March 28, 2007
What if you don’t know if you’ll want to fund the bypass trust?
A recent post discussed the problem created by estate plans that aren’t updated to take advantange of recent changes in tax laws – or were never drafted with actual human beings in mind, just the tax code.
Specifically, it’s pretty common for a living trust for a married couple to mandate that the trust property be split into two different trusts upon the death of the first spouse. This is done partly to protect the estate from estate tax, and partly to make sure that some of the property will be distributed according to the wishes of the spouse who passed away.

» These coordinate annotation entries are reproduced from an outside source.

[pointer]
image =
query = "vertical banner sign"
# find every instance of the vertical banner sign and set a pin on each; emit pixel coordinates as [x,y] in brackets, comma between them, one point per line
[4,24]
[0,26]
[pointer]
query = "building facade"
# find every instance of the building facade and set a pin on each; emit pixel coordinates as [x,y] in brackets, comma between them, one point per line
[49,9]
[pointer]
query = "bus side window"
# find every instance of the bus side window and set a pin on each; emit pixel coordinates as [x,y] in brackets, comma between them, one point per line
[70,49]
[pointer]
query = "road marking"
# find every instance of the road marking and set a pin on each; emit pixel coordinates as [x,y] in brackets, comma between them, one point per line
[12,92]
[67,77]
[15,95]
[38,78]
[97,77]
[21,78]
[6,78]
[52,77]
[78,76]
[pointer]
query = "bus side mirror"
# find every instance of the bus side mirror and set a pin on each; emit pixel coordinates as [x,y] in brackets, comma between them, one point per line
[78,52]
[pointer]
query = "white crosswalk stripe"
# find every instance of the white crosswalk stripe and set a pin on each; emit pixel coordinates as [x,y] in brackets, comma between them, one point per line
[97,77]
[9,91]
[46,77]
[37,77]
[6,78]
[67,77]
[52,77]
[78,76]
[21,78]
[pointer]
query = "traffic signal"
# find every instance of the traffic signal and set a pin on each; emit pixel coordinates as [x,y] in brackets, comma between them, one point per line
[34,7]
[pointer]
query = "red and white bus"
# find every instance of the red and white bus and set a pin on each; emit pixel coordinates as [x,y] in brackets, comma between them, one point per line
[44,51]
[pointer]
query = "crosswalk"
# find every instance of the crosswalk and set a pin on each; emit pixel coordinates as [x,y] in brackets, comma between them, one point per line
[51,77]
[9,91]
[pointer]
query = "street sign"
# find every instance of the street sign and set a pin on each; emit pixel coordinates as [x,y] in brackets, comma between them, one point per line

This sort of planning is important if there’s enough property to worry seriously about estate tax; or if there’s a significant chance that the surviving spouse will frustrate the original estate plan.
On the other hand, there are a lot of families where there’s no serious risk of estate tax, and where the second spouse either wants or needs the flexibility to use/control all of the property .. or where the second spouse reasonably wants or needs to change the original distribution plan. (For example, if there are two or three children, and one of them quits their job or moves cross-country to care for the ailing surviving spouse, it’s not uncommon to see a disproportionate distribution of property to that child who made a big sacrifice to provide care and support for the parent.)
A well-drafted estate plan can include flexibility to allow the surviving spouse to allocate property between the A and B trusts after the first death. This isn’t necessarily what you’ll get from a trust mill, or from an attorney who isn’t interested enough to spend a few hours talking to you to understand your situation – but it is certainly possible. Two common approaches are called a “disclaimer trust” and a “Clayton election”.
I think this sort of planning is very important where, as now, it’s tough to know what the estate tax exemption amounts are going to be, and what the family is going to look like, upon the first (and second) deaths.
Gerald L. Kane said,
January 27, 2009 at 10:27 pm
Greg,
I completely agree. In recent years, with the exemption amount increasing, fewer and fewer clients have been needing the mandatory A/B split. The vast majority of our estate plans have been disclaimer or clayton election type plans.
However, even when the mandatory split is not needed for tax reasons, many clients have opted for a mandatory split to provide for asset protection for the surviving spouse or where the deceased spouse wants to control their half of the estate from below ground to ensure their assets get to their chosen loved ones — this is common in estates where spouses have children from prior marriages.